Con questa soluzione infatti il comando della distribuzione rimane quasi invariato. Per portare il moto alla testa si possono impiegare gli stessi organi meccanici e per comandare i due alberi a camme basta aggiungere alcuni ingranaggi. In certi casi addirittura non serve una testa nuova: basta montare un nuovo castello bialbero al posto del precedente monoalbero!
Diversi nostri costruttori, straordinariamente attivi negli anni Cinquanta, hanno sposato in pieno questa filosofia.
La Parilla ha fatto il suo ingresso nel settore motociclistico con una bella 250 monoalbero disegnata da Alfredo Bianchi, che è stata presentata al salone di Milano del 1946. Le misure di alesaggio e corsa erano 66 x 72 mm. La distribuzione veniva comandata da un alberello verticale e due coppie di ingranaggi conici e la lubrificazione era a carter secco. La trasmissione primaria era a ingranaggi e il cambio, in blocco, era del tipo con presa diretta.
Questa moto, realizzata in versioni sia stradali che da competizione, ha ottenuto ottimi risultati in campo agonistico. Circa tre anni dopo è stato realizzata una nuova 250 con distribuzione bialbero, nella quale il motore era praticamente invariato ad eccezione della testa e del castello, progettati ex-novo dall’ing. Salmaggi (il famoso padre della Gilera Saturno). Il motore erogava 21 CV a 8500 giri/min.
La Moto Guzzi ha vinto ben tre mondiali nella classe 250 e uno nella 350 con motori monocilindrici orizzontali dotati di distribuzione monoalbero, prima di adottare due alberi a camme in testa.
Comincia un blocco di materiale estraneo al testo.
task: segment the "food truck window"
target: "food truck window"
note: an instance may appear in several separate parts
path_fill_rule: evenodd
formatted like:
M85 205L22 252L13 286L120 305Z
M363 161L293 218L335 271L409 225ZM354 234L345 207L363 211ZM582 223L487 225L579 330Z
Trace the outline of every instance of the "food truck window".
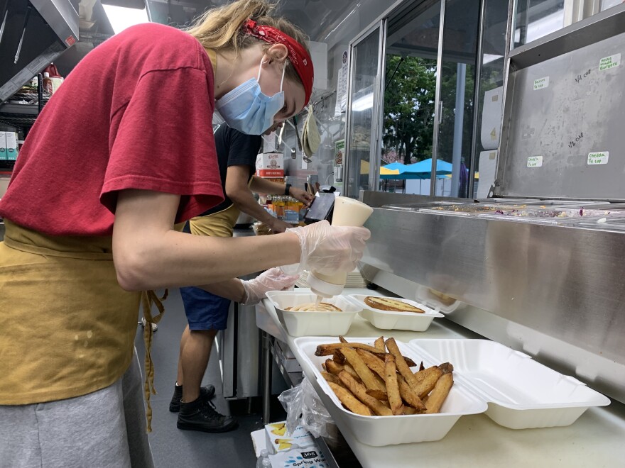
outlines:
M389 17L380 190L469 194L479 1L446 0L441 7L440 1L423 2Z
M371 146L378 146L374 134L378 125L374 104L379 95L380 27L352 47L352 83L347 146L347 195L357 197L360 190L375 190L370 175L377 167L370 165ZM374 154L376 152L374 151Z

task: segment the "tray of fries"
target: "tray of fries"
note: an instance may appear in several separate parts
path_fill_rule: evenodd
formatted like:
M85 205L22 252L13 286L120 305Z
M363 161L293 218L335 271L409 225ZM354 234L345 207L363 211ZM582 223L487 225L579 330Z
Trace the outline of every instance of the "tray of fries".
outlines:
M421 355L454 363L456 380L488 403L486 415L511 429L572 424L610 400L575 377L489 340L413 340Z
M266 294L280 323L291 336L337 336L347 333L362 308L344 296L323 299L320 306L336 310L289 310L303 305L315 309L317 294L297 291L270 291ZM324 308L323 307L321 308Z
M406 312L398 311L380 310L369 306L365 302L366 294L352 294L351 297L357 303L362 307L359 313L361 317L371 323L376 328L381 330L408 330L410 331L425 331L430 328L435 318L445 317L444 315L423 304L414 301L402 298L392 298L410 306L418 308L421 313Z
M362 443L440 440L461 416L488 408L464 381L456 381L451 364L422 357L406 343L382 337L337 341L303 337L295 345L335 421Z

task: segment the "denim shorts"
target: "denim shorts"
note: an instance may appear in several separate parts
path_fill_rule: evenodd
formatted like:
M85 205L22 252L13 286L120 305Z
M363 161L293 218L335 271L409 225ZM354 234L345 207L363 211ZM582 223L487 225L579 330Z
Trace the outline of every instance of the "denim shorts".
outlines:
M180 288L190 330L225 330L230 299L195 287Z

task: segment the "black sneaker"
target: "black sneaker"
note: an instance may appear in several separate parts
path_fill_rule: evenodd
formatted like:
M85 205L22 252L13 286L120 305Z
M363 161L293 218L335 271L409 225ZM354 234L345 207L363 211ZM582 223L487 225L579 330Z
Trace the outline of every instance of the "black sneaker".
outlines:
M214 396L214 387L212 385L202 386L200 389L200 398L210 399ZM178 413L180 411L180 401L183 399L183 386L175 385L173 387L173 396L169 402L169 411L172 413Z
M187 430L225 433L236 428L239 423L232 416L219 414L210 400L200 397L180 404L177 425L178 429Z

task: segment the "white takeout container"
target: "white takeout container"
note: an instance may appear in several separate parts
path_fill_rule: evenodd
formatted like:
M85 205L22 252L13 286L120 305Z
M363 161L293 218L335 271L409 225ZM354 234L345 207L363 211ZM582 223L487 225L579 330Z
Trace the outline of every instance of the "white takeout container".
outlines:
M301 338L295 340L295 345L304 357L302 367L306 377L318 384L320 398L339 428L347 428L369 445L440 440L461 416L481 413L512 429L568 425L588 408L610 403L576 379L495 342L418 339L409 343L398 341L401 353L415 362L423 360L425 367L443 362L454 366L454 385L441 412L362 416L345 409L322 377L321 364L332 357L315 355L318 345L338 341L334 338ZM371 338L349 341L374 345Z
M411 306L418 307L424 312L417 313L415 312L395 312L393 311L381 311L366 305L364 299L369 297L367 294L352 294L349 296L361 307L362 311L359 313L360 316L366 321L371 322L376 328L381 330L409 330L411 331L425 331L430 328L430 324L435 318L441 318L445 316L434 311L427 306L420 304L414 301L409 301L401 297L392 297L389 299L397 299L405 302Z
M267 298L276 308L280 323L291 336L338 336L344 335L352 326L361 307L344 296L335 296L327 302L340 308L342 312L298 312L286 311L287 307L306 302L315 302L317 295L296 291L270 291Z
M488 403L487 416L511 429L572 424L591 406L610 400L575 377L489 340L413 340L409 345L441 362Z
M302 368L309 380L316 380L321 387L320 398L330 412L332 418L343 430L347 428L364 444L381 447L407 444L415 442L440 440L453 427L460 416L467 414L484 413L487 405L470 392L460 382L455 382L450 394L441 408L439 414L413 414L401 416L362 416L343 408L335 392L321 375L321 364L332 356L315 356L317 345L338 342L334 338L301 338L295 340L305 360ZM374 345L371 338L349 338L350 342L358 342ZM401 353L420 362L421 357L406 343L398 341L397 346ZM440 362L433 362L423 359L426 367ZM313 375L308 372L312 369ZM413 372L418 370L412 368Z

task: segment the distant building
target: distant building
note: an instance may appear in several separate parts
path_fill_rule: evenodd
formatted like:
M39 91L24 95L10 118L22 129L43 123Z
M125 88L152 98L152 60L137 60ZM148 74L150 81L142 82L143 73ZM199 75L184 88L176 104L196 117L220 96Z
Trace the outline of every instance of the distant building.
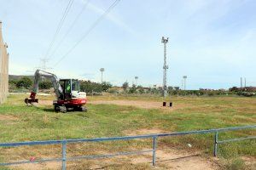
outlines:
M7 44L3 40L2 22L0 21L0 104L6 99L9 88L9 54L7 48Z

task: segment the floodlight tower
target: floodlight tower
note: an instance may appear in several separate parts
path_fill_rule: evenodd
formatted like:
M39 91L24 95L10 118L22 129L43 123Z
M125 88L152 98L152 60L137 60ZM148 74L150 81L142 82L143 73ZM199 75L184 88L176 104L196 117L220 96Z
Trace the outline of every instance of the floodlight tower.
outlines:
M162 37L162 42L164 43L164 75L163 75L163 97L167 95L167 69L168 65L166 65L166 43L168 42L168 37L165 38Z
M186 90L186 80L187 80L188 76L183 76L183 79L184 79L184 90Z
M100 71L102 72L102 83L103 82L103 72L104 72L105 69L104 68L101 68Z
M135 86L137 87L137 79L138 79L138 76L135 76Z

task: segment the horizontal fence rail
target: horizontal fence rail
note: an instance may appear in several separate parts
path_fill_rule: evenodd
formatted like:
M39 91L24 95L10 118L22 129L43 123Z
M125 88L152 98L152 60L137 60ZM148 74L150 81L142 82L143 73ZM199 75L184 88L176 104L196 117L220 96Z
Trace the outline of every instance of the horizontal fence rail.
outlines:
M245 139L254 139L256 136L248 136L245 138L231 139L226 140L218 140L218 133L226 131L235 131L241 129L256 128L256 125L243 126L243 127L234 127L226 128L209 129L209 130L196 130L188 132L177 132L170 133L158 133L158 134L148 134L148 135L137 135L137 136L125 136L125 137L112 137L112 138L95 138L95 139L63 139L63 140L45 140L45 141L29 141L29 142L16 142L16 143L0 143L0 147L19 147L19 146L28 146L28 145L47 145L47 144L61 144L62 156L61 158L52 158L52 159L40 159L32 161L22 161L15 162L0 162L0 166L10 166L18 165L23 163L39 163L47 162L62 162L62 170L66 169L67 161L74 161L79 159L97 159L97 158L108 158L117 156L125 155L139 155L146 152L152 152L152 165L155 166L156 162L156 148L157 148L157 139L160 137L167 136L182 136L188 134L202 134L202 133L215 133L214 135L214 147L213 156L217 156L218 145L228 142L235 142ZM103 141L116 141L116 140L131 140L137 139L152 139L152 150L140 150L140 151L131 151L131 152L118 152L116 154L108 155L96 155L96 156L81 156L75 157L67 157L67 144L68 143L83 143L83 142L103 142Z

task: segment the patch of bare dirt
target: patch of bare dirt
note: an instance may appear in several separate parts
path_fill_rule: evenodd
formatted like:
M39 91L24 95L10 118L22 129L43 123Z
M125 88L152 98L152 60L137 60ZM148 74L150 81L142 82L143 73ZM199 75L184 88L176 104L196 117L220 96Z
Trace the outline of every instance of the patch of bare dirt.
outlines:
M127 135L154 134L166 133L161 129L138 129L125 132ZM200 151L186 151L170 147L159 147L156 151L156 164L166 169L180 170L213 170L218 169L218 166L212 160L207 160L201 156ZM152 163L152 153L131 158L131 163Z
M137 156L131 160L133 164L152 163L152 153ZM165 148L156 151L156 167L178 170L215 170L218 169L213 160L209 160L200 153L186 153L178 150Z
M16 121L17 117L15 117L10 115L0 115L0 121Z
M26 163L13 167L13 169L61 169L61 162L47 162L47 163Z
M166 109L166 110L176 110L184 107L190 107L189 104L175 104L172 107L163 107L162 102L158 101L143 101L143 100L95 100L89 101L89 104L100 105L100 104L108 104L108 105L129 105L135 106L143 109Z
M156 134L156 133L166 133L161 129L158 128L152 128L152 129L148 129L148 128L141 128L138 130L133 130L133 131L125 131L124 132L126 135L129 136L135 136L135 135L140 135L140 134Z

Alla Mondial va il merito di avere lanciato i motori da competizione a quattro tempi, con distribuzione bialbero, nella classe 125. Nei primi anni Cinquanta questa casa ha realizzato ottimi monoalbero per le gare nazionali di seconda categoria e per le maratone stradali, con modelli sia di 125 che di 175 cm3. In particolare sono stati questi ultimi a ottenere più successo, tanto come numeri di produzione (peraltro assai limitati, trattandosi di modelli da competizione) quanto come risultati agonistici.
Dal mitico reparto corse della Mondial sono usciti anche alcuni esemplari di un paio di versioni molto particolari della 175, come il “Bilancierino” (sviluppato dall’ing. Taglioni) e il “Testone”. Quest’ultimo non era altro che un monocilindrico monoalbero nel quale era stata trapiantata una testa differente, sormontata da un castello nel quale erano alloggiati i due alberi a camme e i relativi ingranaggi orizzontali di comando.
Dopo il ritiro della Mondial dai Gran Premi, Giuseppe Pattoni ha effettuato trapianto analogo per realizzare la sua prima 125, su base Mondial monoalbero. Il disegno della nuova testa era in questo caso dovuto a Lino Tonti.
Nel 1955 ha fatto il suo esordio la Ducati 100 GS (Gran Sport), più nota come Marianna, che si è subito imposta nella sua classe sia nel Motogiro che nella Milano-Taranto, gara nella quale la casa bolognese ha schierato pure la versione di 125 cm3, rivelatasi anch’essa vincente.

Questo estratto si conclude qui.